Open LOLTATQAQ opened 1 year ago
Hi,
Thanks for your interest in our work.
We've checked it and found similar results. The benefit of the diffusion model for object detection comes from two aspects: (1) random boxes; and (2) iterative sampling, for example, DDIM. These interesting findings potentially demonstrate that our current method mainly benefits from random boxes, whereas how to make better use of time embedding and DDIM is not fully explored.
Our current method is a preliminary attempt in this direction, and a lot of improvement space remains, eg., a more appropriate diffusion sampling method for perception tasks. We will research more in the future.
Hi,
Thanks for sharing your wonderful work. I have trouble figuring out the effectiveness of the DDIM process discussed in the paper. Since there is no related ablation study in the paper, I have conducted the experiments according to the instructions and used the provided checkpoints. For example, I choose the diffdet.coco.res50.yaml config and the COCO Res50 checkpoint.
diffdet_step4.log
The modified detector.py is available in detector_FixandRand.zip
It seems that the performance gain introduced by the DDIM process is less than 0.05. It seems not significant in object detection.

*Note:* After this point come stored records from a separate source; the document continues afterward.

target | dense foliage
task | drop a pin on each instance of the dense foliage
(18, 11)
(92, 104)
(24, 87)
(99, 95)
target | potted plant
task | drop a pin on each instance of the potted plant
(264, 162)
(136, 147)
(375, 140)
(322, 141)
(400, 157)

I further use six iterations with the initial values fixed as in the four iterations (time=999, time_next=749). The results are 46.44 mAP. However, using the DDIM process with dynamic time steps, the results are worse than using fixed time steps and just 46.35 mAP. diffdet_step6.log diffdet_step6_fix999_2749.log
Please correct me if there is something wrong with these experiments. It really confuses me a lot. Many thanks!